Taxx aceptó y se quedó con el dinero por adelantado.
– Hasta aquí -la explicó a Ward, la ayudante del fiscal del distrito, con el que Taxx había trabajado durante quince años-, ningún problema.
– ¿Y a partir de ahí? -preguntó Ward.
– La noche en la que se suponía que debía ocurrir recibí una llamada -dijo Taxx-. Al teléfono móvil. Collier estaba en la habitación, fingí que era mi esposa. Era Helen Grandfield. Me dijo lo que tenía que hacer: echar la puerta abajo por la mañana, enviar a Collier a comprobar la ventana del lavabo porque, obviamente, estaría abierta, llegar rápido a la cama y apuñalar a Spanio en el cuello.

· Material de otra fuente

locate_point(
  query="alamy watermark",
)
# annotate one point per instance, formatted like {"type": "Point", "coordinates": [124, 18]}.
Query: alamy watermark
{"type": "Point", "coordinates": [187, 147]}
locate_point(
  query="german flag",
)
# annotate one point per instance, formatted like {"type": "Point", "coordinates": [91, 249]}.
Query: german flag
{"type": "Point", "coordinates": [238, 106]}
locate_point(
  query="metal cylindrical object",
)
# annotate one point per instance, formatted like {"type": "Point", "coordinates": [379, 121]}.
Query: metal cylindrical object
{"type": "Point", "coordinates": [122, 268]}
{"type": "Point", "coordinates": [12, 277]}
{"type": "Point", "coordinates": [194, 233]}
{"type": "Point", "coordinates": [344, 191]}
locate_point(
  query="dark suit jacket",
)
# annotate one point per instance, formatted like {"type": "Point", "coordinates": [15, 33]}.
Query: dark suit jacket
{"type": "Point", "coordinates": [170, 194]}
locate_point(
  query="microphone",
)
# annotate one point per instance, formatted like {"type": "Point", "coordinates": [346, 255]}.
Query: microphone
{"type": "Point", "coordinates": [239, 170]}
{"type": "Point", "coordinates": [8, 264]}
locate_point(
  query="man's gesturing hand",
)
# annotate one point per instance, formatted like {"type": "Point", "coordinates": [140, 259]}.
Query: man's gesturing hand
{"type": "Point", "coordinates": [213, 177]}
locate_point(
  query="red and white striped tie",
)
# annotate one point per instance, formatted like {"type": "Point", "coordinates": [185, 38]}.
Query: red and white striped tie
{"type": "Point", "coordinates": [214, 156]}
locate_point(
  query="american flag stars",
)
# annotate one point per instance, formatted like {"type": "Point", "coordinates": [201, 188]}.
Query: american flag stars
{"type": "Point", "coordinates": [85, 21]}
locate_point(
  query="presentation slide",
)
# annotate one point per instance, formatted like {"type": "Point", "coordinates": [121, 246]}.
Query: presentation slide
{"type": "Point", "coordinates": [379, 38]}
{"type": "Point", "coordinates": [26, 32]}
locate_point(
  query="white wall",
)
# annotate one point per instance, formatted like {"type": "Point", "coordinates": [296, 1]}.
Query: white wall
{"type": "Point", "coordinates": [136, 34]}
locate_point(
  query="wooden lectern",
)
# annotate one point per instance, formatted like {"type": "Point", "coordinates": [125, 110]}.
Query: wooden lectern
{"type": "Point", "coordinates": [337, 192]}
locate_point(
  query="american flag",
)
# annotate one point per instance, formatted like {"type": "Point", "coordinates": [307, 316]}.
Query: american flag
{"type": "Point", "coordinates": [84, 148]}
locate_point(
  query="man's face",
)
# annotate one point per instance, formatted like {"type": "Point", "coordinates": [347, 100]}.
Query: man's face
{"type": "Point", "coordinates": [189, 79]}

De nuevo, ningún problema. Escogí cuidadosamente mis palabras y dije algo así como: «No, cariño, dile que tendrá que ser lo que ya acordamos más el doble». Collier estaba viendo un partido de baloncesto en la televisión, pero yo sabía que me escuchaba. Helen tapó el teléfono con la mano, o al menos eso me pareció, debía de estar hablando con Dario, después dijo que trato hecho. No creo que hubiesen pensado en ningún momento hacer que alguien entrase por la ventana. Creo que contaban con que yo mataría a Alberta Spanio desde el principio.
– ¿Y?
– Spanio estaba totalmente dormida debido a las pastillas y al frío cuando echamos la puerta abajo. Me coloqué entre Collier y la cama para que no pudiese ver el cuerpo y asentí con la cabeza hacia el lavabo. Collier obedeció. Saqué el cuchillo del bolsillo y se lo clavé a Alberta en el cuello. Tardé unos cuatro o cinco segundos como mucho. Collier salió del lavabo. Yo había dado un paso atrás para que pudiese ver el cuchillo en el cuello. Vi cómo él iba a la otra habitación para pedir refuerzos.

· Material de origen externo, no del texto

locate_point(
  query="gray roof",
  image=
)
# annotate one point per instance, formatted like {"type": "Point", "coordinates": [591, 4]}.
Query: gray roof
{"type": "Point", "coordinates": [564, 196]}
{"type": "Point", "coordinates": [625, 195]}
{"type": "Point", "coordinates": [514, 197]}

– ¿Y entonces surgió el primer problema? -dijo Ward.
Taxx asintió.
– Entré en el lavabo. La ventana estaba abierta. Mi primer pensamiento fue: «Estupendo, Collier lo ha visto. Cree que el tipo entró por la ventana y volvió a salir por ella». Fue entonces cuando me di cuenta de que la nieve estaba apilada en el alféizar. Nadie podría haber entrado por la ventana sin tirar la nieve.
– Y ahí es cuando cometiste el error -dijo Ward.
Taxx asintió.
– Tiré la nieve hacia fuera con la manga -dijo-. En lugar de tirarla dentro, en la bañera. Podía oír a Collier al teléfono en la otra habitación. Salí del lavabo antes de que pudiese verme, diciendo que se trataba del escenario de un crimen y que debíamos esperar en la otra habitación a que llegasen los del CSI. No quería que entrase en el lavabo y viese que la nieve había desaparecido.
– ¿Y? -inquirió Ward.
– Ayer fui a un restaurante chino y me encontré con Helen Grandfield -dijo Taxx-. Collier debió de sospechar. Me siguió. Le vi al otro lado de la calle. Podía hablar con mi mujer y descubrir que no me había llamado la noche anterior. Podía echarle un vistazo a las fotografías del escenario del crimen y darse cuenta de que la nieve del alféizar no aparecía.
– Así que se lo comunicó a Helen Grandfield, quien le dijo que se ocuparía de eso -dijo Ward-. Y le pagó el resto del dinero.
– No tengo nada que decir en ese sentido -dijo Taxx.
– Sabía que matarían a Collier -dijo Ward.
Taxx no respondió durante unos segundos y después dijo:
– No quiero pensar en eso.
– ¿Dónde está el dinero que le pagaron?